The Bears felt beaten as they left their team meeting. Quarterback Aaron Rodgers saw confusion and disappointment in his teammates when they found out their Rose Bowl dreams were replaced with a trip to San Diego to face Texas Tech.
"It just shows it's a faulty system, and we've got to do something to change it up," Rodgers said. "I bet Auburn is pretty ticked, too. ... Nobody cares about West Coast football, I don't think. I just hope Southern Cal represents us well."
Texas (10-1) surged past the Bears in the final BCS standings despite Cal's 26-16 road victory over Southern Mississippi on Saturday night. The Longhorns gained points in both polls, and the computer rankings kept Texas well in front of Cal. The Longhorns will face Michigan (9-2) on Jan. 1.
There were dozens of factors in the decision, but the Bears felt they were superior in almost every venue -- except the political arena. Rodgers figured Texas coach Mack Brown's pleading for poll support made a difference, and he was glad Cal coach Jeff Tedford never did likewise.
"I thought it was a little classless how Coach Brown was begging for votes after the [Texas A&M] game," Rodgers said. "I think a team's record and the way you play should speak for itself, and you shouldn't have to complain about the BCS system. Coach Tedford isn't going to, although he's frustrated just like we are. I think we're a bigger team, classier than that."
Tedford was less emotional than Rodgers, but no less disappointed as he evaluated the Bears' long list of accomplishments.

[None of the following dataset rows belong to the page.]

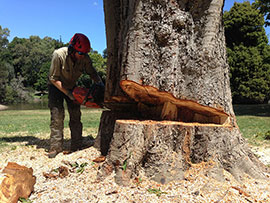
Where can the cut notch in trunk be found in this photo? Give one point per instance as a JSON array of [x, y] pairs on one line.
[[157, 105]]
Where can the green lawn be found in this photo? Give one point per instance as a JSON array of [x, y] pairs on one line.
[[254, 122], [28, 125], [31, 127]]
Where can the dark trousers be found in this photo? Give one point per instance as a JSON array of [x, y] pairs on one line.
[[56, 105]]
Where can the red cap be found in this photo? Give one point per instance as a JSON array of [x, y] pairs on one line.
[[80, 43]]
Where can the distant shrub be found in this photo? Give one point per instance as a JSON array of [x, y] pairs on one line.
[[267, 135]]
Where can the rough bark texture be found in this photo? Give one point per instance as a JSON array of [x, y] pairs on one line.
[[167, 61]]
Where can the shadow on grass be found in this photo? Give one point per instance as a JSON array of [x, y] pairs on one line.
[[262, 110], [42, 143]]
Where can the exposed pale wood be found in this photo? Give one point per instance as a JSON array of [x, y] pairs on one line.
[[151, 95], [170, 52], [19, 182]]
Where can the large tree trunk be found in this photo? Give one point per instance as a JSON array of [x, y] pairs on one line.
[[168, 90]]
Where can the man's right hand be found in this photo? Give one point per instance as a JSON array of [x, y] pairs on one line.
[[70, 95]]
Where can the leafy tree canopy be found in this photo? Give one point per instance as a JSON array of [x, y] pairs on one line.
[[248, 54], [244, 25], [264, 7]]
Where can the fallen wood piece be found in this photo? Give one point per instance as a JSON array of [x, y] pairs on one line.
[[18, 183]]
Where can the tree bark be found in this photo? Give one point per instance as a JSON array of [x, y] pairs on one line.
[[168, 90]]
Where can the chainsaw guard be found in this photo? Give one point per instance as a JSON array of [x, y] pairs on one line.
[[80, 93]]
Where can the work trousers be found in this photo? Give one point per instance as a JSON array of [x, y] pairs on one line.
[[56, 105]]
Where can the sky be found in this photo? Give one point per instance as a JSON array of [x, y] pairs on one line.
[[59, 19]]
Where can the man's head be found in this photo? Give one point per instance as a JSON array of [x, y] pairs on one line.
[[80, 44]]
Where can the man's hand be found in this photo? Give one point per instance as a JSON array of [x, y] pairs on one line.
[[70, 95]]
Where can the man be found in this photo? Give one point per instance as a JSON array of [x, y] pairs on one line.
[[68, 63]]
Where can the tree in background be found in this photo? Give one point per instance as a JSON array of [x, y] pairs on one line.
[[99, 63], [264, 7], [248, 54]]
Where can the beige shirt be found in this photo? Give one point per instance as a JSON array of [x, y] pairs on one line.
[[65, 70]]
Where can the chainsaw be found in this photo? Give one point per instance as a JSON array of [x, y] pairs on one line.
[[90, 97]]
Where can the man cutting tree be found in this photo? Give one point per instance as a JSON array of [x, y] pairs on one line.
[[68, 64]]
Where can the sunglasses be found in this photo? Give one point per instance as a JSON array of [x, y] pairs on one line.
[[81, 53]]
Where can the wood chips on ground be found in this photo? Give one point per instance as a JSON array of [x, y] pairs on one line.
[[79, 182]]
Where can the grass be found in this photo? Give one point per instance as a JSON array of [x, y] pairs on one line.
[[28, 125], [254, 122], [33, 126]]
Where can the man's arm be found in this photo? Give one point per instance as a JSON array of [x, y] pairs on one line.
[[58, 84]]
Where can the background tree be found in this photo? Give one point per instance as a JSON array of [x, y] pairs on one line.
[[6, 69], [99, 63], [248, 54], [264, 7]]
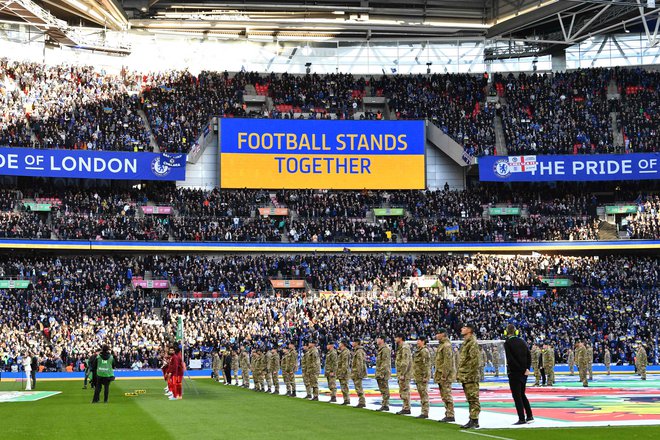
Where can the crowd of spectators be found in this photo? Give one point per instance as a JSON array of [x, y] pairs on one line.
[[645, 224], [74, 304], [454, 102], [24, 225], [74, 107], [542, 213], [560, 113], [639, 109]]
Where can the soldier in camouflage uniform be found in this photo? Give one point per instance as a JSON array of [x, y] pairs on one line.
[[268, 362], [607, 360], [536, 356], [570, 357], [313, 369], [304, 363], [244, 362], [641, 361], [344, 370], [548, 356], [583, 363], [330, 370], [496, 361], [234, 365], [444, 373], [403, 365], [468, 373], [422, 375], [257, 370], [216, 366], [289, 367], [383, 372], [359, 371], [590, 356], [275, 370]]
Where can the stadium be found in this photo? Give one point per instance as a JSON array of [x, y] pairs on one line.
[[298, 219]]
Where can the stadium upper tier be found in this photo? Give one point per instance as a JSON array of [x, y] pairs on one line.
[[486, 214], [584, 111]]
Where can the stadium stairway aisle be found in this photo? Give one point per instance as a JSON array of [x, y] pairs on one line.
[[500, 140]]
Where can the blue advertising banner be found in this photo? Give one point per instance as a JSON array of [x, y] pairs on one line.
[[635, 166], [85, 164]]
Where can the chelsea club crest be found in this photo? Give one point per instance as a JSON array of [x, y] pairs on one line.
[[160, 168], [502, 168]]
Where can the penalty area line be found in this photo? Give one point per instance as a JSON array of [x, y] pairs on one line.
[[485, 435]]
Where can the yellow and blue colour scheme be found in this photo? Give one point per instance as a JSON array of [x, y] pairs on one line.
[[324, 154]]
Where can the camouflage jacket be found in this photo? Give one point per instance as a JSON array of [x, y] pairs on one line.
[[359, 365], [444, 363], [469, 361], [403, 361], [384, 362], [422, 365]]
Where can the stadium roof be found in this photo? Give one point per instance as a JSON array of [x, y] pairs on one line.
[[540, 24]]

The only blemish on their record was a six-point loss at top-ranked USC. They beat 10 teams by an average of 23.9 points per game. They were the only school in the nation's top six both in scoring offense and scoring defense.
The Rose Bowl has matched a Big 10 team against a Pac-10 school for decades, and with the Pac-10 champion Trojans headed to the Orange Bowl, Cal hoped to end the conference's longest Rose Bowl drought. Instead, there will be burnt orange in the Pasadena stands.
"I just feel terrible for the alumni and the fans who have waited so long for this," Tedford said. "As a program, we were set on the Rose Bowl. I felt like we did enough to earn that."
Most of the Bears still were jet-lagged and exhausted after grinding out a victory in Hattiesburg just 18 hours earlier in a game postponed from Sept. 16 by Hurricane Ivan. The late-season road trip provided a national television audience -- but when the Golden Eagles were difficult to put away, it might have swayed some voters away.
And that was baffling to Tedford, who refused to try to score one last touchdown in the waning seconds to pad the score. The Bears also were hurt by a questionable clipping call in the closing minutes, which negated a touchdown run by J.J. Arrington.
Normally, Tedford wouldn't spare a second's thought on such issues -- but in the BCS world, it might have made a difference.
"If yesterday's game was the game that turned anybody's head, then that's sad, because it's about a season," Tedford said. "We're going to keep our same philosophy. It's hard enough just to win games."